御質問,御意見等はございますでしょうか。いかがでしょうか。なお,御発言に当たっては,挙手の上,お名前をおっしゃってから発言をお願いいたします。次のガイドラインのこともございますので,30分程度でできればこれは終えたいと思っておりますけれども,いかがでしょうか。どうぞ,何なりと御意見。岸委員,どうぞ。
【岸委員】 済みません,東邦大学の岸です。御説明ありがとうございました。
5ページのところの中ほどに,先ほども読んでいただいたんですけれども,「このような社会情勢の中,これまで以上に高い実践力を必要とされていることから,各看護系大学においては,在宅領域を含む地域における看護実践に関する教育内容として,早期からの学修,科目内容の充実等を検討することが早急に求められている」ということで,今回,地域・在宅看護論ということが位置付けられたと思うんですけれども,こちらについてちょっと私も認識が十分ではないので,島田看護課長さんに,経緯も教えていただけるとありがたいんですが,資料2の方ですかね。別表三の看護の方の第四条関係の看護の単位数のところを示されたものになりますが,ここで地域・在宅看護論というのは6(4)となってございます。併せて教育できるものについて,このように4単位でも可能ということになっているんですが,これまで保健師,助産師についてはそのような形で括弧の単位数を示して,併せて教授しようとする場合にあっては括弧内の数字によることができるとなっておりまして,それはもちろん私どもは了解しているんですけれども,看護師の中で併せて教育ができるものとして,このように括弧で示されたというところがちょっと今回新たに出てきたことかと思いますので,このことがどういう経過で6(4)という形で括弧の数字が示されたということなのかという経緯をお伺いできればと思います。なぜかというと,この指定規則というのはミニマムなものですので,括弧で示されてしまいますと,もしかすると低きに流れる可能性があります。そういったときに,地域ということをあえて入れて,そのような視点をきちんと教育することが重要だということを社会情勢の中でも踏まえていらっしゃるわけなんですけれども,ここにあえて括弧として4という数字を入れたということの意味合いというところを教えていただければと思います。
【高田座長】 島田課長,お願いいたします。
【島田看護課長】 厚生労働省,島田でございます。
御質問の件につきましてでございますけれども,今回,看護師の別表三に該当するところですが,御指摘のように,在宅看護論が「地域・」ということで教育内容が改正されております。
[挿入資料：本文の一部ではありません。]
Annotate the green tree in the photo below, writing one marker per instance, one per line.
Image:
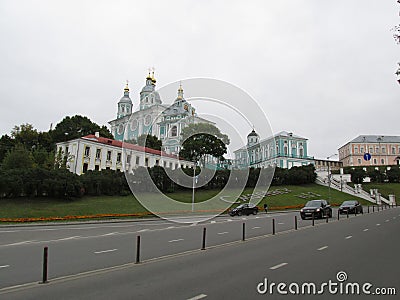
(149, 141)
(26, 135)
(6, 144)
(75, 127)
(203, 139)
(18, 158)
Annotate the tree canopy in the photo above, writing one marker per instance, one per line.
(75, 127)
(203, 139)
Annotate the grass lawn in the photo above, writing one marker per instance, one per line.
(86, 206)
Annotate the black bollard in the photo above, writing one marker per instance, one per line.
(45, 264)
(273, 226)
(203, 247)
(137, 249)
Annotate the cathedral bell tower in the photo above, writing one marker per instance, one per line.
(125, 104)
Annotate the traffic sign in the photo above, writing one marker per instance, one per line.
(367, 156)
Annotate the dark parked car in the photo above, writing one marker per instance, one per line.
(318, 208)
(244, 209)
(351, 207)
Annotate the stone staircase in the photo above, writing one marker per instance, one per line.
(355, 192)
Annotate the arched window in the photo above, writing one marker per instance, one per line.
(174, 131)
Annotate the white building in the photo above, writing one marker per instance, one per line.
(93, 152)
(284, 150)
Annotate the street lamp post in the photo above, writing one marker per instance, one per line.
(329, 177)
(194, 183)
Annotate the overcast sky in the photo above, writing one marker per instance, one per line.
(320, 69)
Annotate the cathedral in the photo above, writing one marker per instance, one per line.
(153, 117)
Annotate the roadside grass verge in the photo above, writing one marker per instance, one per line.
(279, 197)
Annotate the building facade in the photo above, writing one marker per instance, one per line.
(371, 150)
(284, 150)
(153, 117)
(93, 152)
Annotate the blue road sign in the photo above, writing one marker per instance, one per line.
(367, 156)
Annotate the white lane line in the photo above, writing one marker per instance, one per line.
(198, 297)
(177, 240)
(105, 251)
(278, 266)
(69, 238)
(108, 234)
(19, 243)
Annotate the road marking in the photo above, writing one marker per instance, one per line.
(198, 297)
(69, 238)
(173, 241)
(278, 266)
(108, 234)
(105, 251)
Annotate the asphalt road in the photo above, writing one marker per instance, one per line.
(173, 267)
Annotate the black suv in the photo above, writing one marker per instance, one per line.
(350, 206)
(318, 208)
(244, 209)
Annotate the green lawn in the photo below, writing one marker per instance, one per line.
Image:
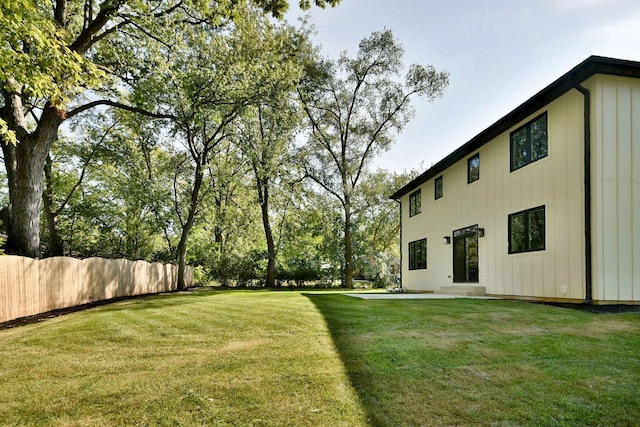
(259, 358)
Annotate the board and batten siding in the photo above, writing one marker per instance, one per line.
(555, 182)
(616, 187)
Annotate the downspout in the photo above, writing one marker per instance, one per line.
(587, 192)
(400, 209)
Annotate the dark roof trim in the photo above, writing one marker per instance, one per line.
(581, 72)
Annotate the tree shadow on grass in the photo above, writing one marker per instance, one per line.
(167, 299)
(367, 367)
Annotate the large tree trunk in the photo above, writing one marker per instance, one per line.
(263, 190)
(348, 251)
(25, 174)
(187, 226)
(56, 247)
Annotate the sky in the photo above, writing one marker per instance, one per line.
(498, 53)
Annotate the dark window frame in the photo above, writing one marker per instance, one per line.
(438, 194)
(418, 254)
(533, 147)
(471, 168)
(533, 239)
(415, 203)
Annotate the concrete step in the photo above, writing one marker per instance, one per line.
(464, 290)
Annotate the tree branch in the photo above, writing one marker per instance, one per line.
(115, 104)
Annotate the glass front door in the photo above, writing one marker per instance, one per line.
(465, 255)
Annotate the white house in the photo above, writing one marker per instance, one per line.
(544, 204)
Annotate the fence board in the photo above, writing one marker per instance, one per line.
(30, 286)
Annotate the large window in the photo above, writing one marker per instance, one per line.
(415, 203)
(526, 231)
(437, 184)
(418, 255)
(473, 168)
(529, 142)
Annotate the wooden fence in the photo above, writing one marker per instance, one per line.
(30, 286)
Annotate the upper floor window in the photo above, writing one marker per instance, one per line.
(529, 143)
(473, 168)
(437, 185)
(418, 255)
(526, 231)
(415, 203)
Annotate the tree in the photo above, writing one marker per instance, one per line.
(353, 107)
(50, 55)
(266, 134)
(216, 75)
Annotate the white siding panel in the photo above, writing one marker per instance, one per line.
(554, 181)
(609, 241)
(615, 190)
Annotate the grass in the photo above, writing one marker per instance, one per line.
(255, 358)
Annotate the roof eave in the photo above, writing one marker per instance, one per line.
(578, 74)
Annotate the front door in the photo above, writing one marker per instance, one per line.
(465, 255)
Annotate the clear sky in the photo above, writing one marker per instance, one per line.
(499, 53)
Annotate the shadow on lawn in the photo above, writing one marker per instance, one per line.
(167, 299)
(369, 387)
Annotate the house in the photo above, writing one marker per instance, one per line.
(542, 205)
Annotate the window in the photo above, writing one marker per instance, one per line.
(526, 231)
(418, 255)
(473, 168)
(415, 203)
(529, 143)
(438, 187)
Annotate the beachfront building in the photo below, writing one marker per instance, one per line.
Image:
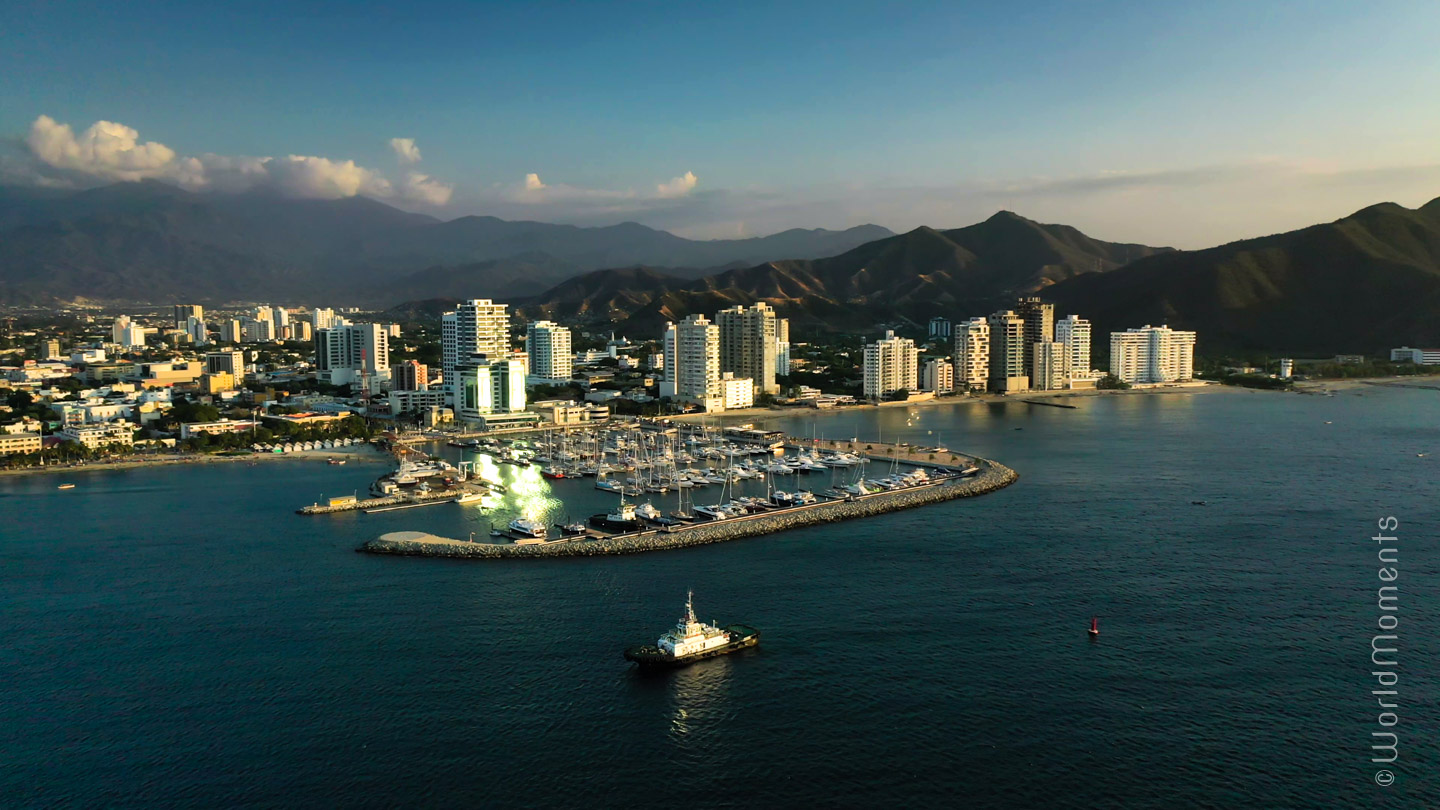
(411, 375)
(1040, 327)
(938, 375)
(95, 437)
(478, 326)
(890, 365)
(22, 441)
(1007, 361)
(972, 355)
(547, 346)
(1417, 356)
(347, 353)
(782, 346)
(732, 392)
(1051, 366)
(484, 386)
(696, 358)
(1152, 353)
(748, 345)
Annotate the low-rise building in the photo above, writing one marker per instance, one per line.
(189, 430)
(1417, 356)
(95, 437)
(12, 443)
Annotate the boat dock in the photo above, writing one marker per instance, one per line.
(990, 476)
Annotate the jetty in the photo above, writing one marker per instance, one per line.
(987, 477)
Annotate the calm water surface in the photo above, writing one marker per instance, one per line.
(180, 637)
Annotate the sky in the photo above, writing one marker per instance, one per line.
(1134, 121)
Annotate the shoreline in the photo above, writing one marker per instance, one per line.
(955, 401)
(162, 460)
(992, 477)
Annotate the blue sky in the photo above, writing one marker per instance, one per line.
(1132, 121)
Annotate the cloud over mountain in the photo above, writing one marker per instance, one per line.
(108, 152)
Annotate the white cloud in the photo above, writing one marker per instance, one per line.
(425, 189)
(405, 150)
(110, 152)
(105, 150)
(677, 186)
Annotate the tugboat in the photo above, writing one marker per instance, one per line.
(691, 640)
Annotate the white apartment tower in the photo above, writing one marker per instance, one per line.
(782, 346)
(475, 327)
(195, 327)
(697, 358)
(1008, 353)
(748, 345)
(1053, 365)
(344, 353)
(1074, 333)
(1152, 353)
(972, 355)
(547, 346)
(938, 375)
(890, 365)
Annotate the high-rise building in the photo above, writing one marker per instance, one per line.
(1051, 366)
(344, 353)
(484, 385)
(475, 327)
(748, 343)
(186, 312)
(782, 346)
(231, 330)
(411, 375)
(128, 335)
(1074, 333)
(547, 346)
(697, 358)
(1007, 363)
(225, 362)
(195, 327)
(1152, 353)
(259, 330)
(972, 355)
(890, 365)
(1040, 327)
(938, 375)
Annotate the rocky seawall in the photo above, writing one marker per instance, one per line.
(991, 477)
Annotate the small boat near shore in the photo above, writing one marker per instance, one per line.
(693, 640)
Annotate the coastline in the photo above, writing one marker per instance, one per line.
(955, 401)
(992, 477)
(359, 454)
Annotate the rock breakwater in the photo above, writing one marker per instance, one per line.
(991, 477)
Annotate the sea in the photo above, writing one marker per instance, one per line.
(180, 637)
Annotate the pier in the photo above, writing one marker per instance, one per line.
(990, 476)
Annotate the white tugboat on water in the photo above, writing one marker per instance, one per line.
(693, 640)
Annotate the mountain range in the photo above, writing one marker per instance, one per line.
(905, 277)
(1364, 283)
(151, 242)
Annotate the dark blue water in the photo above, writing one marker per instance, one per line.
(180, 637)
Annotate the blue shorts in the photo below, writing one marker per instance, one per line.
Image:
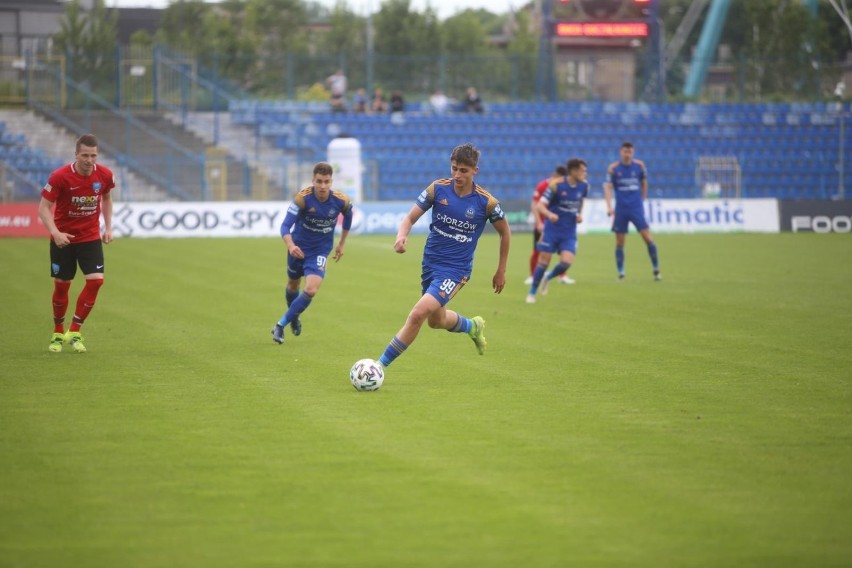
(622, 219)
(556, 241)
(64, 261)
(442, 284)
(313, 263)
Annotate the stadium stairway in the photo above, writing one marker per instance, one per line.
(57, 144)
(240, 142)
(226, 176)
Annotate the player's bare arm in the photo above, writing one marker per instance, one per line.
(45, 213)
(498, 282)
(292, 248)
(338, 251)
(106, 209)
(405, 228)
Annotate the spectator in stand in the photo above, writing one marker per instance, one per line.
(337, 85)
(359, 102)
(378, 103)
(439, 102)
(472, 102)
(397, 102)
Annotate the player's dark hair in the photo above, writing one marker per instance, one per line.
(575, 163)
(466, 154)
(323, 169)
(89, 140)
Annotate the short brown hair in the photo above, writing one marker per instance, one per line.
(575, 163)
(323, 169)
(87, 140)
(466, 154)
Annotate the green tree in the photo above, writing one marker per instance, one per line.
(781, 47)
(88, 41)
(407, 44)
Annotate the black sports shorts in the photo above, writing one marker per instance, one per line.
(64, 261)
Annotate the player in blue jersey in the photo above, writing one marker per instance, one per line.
(561, 205)
(308, 232)
(628, 179)
(460, 209)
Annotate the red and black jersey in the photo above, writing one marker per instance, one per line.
(77, 200)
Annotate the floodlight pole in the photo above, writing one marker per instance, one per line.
(841, 154)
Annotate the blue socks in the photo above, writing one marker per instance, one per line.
(537, 276)
(290, 296)
(619, 259)
(462, 326)
(299, 305)
(559, 270)
(392, 351)
(652, 252)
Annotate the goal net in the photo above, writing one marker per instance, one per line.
(718, 177)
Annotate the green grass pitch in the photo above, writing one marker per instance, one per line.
(705, 420)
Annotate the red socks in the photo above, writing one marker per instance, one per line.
(533, 260)
(85, 302)
(60, 304)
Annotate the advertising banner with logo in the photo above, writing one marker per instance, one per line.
(263, 218)
(21, 220)
(816, 216)
(672, 216)
(242, 219)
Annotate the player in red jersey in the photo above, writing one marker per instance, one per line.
(78, 193)
(559, 172)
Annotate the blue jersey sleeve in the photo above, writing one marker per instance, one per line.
(345, 210)
(427, 197)
(290, 218)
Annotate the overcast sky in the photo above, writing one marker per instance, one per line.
(445, 8)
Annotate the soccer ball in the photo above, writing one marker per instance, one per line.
(366, 374)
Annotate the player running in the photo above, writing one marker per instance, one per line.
(561, 205)
(460, 209)
(308, 232)
(629, 179)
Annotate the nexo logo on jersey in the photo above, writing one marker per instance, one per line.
(84, 199)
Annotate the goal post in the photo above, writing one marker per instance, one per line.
(718, 177)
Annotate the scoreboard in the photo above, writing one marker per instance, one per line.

その改正の趣旨としましては,先ほどの資料,報告書の概要のところにもございますし,前回お示しした資料にもございますけれども,今,療養している方々の場が広がっているということですとか,それから,様々な疾患の概念なども変わっているということを考えますと,生活しながら,治療というか,疾病を持ちながら生活するという方々も増えているということを考えますと,その対象者が広がり,それから対象者を看護する場も広がっていくといったことから,「地域・」ということで教育内容を変えるということと,それを強化するということで単位数の増を図るといったことが,私どもの検討会での議論の後に,この改正案ということで示させていただいたところです。改正内容というところの趣旨を考えてみますと,そこは一定程度,従来,保健師の養成課程で学んでいる対象や場といったものと重複するところがあるといったことから,従来の指定規則の規定にもある,併せて教授する場合といったところの考え方から,今回,看護師の課程における地域・在宅看護論のところは2単位減ずるといった形で教授することが妥当ではないかといったことで,こういった案を示させていただいているところでございます。
以上です。
【高田座長】 ということですが,いかがでしょうか。
【岸委員】 ありがとうございます。そうしますと,従来,保健師教育として学んでいるので,ここは,保健師教育も併せて教育しているところは4単位になってもいいということになり,ただ,そういったことは資料2の方の保健師の方の別表一の方で括弧として示されているので十分ではないのかなと思ったんですが,看護師の方にも括弧が付き,すごく単純な発想で申し訳ないんですけれども,保健師の方に括弧が付きというところで少し,違和感を感じたのです。ただ,併せて教育するということが効率的で,保健師教育で学べるものであるということで,2単位看護師の方で減らしてもいいというお考えでなされたということで了解いたしました。ただ,私としては,地域看護と在宅看護というのをやはりきちっと教育してほしいと考えますと,大学教育では,本来は地域看護,在宅看護,私の方では違うものと認識しておりますので,きちっと教育してもらうということでは,ここで2単位減ずるということがあることによって,せっかく地域包括ケアに看護師が非常に大事な役割を担うという時代になっているのに,ここであえて減じるということをすることによって,教育,能力を強化しようとするところが妨げられてしまうことはないかなということを危惧して質問いたしました。
以上です。
【高田座長】 島田課長,どうぞ。
【島田看護課長】 厚労省,島田でございます。
補足で,すみません,説明させていただきますと,資料1の8ページの別表一の改正案の方で保健師の教育内容の方が示されておりまして,そちらの単位数をご覧いただきますと,岸構成員から御指摘ありましたように,括弧の中で数字が示されている部分がございます。こちらも,看護師の課程と併せて教授する場合には,この単位によって教授することが可能という単位数でございますが,こちらにつきましては,改正前,現行もこの教育内容の部分につきまして単位数を減ずることができるといったことになっておりますので,ここの取扱いについては従前のとおりでございますことを改めて御説明させていただきます。
以上です。
【高田座長】 大島委員,どうぞ。
【大島委員】 大島でございます。
今の,全く同じところの解釈のことなんですが,私も何度も読んでみたんですけれども,看護師課程の方を考えていたときには,そこに保健師課程を持っている,例えば大学ですと選択コースとかいろいろございますけれども,その学生に関して言えば4単位でもいいという解釈になりますか。そして,例えの話で言えば,ほかの学生たちに関してはもしかしたら6単位必要ということでしょうか。具体的なイメージが,理解がちょっと十分できなくて,もう少し補足して説明いただきたいんですが。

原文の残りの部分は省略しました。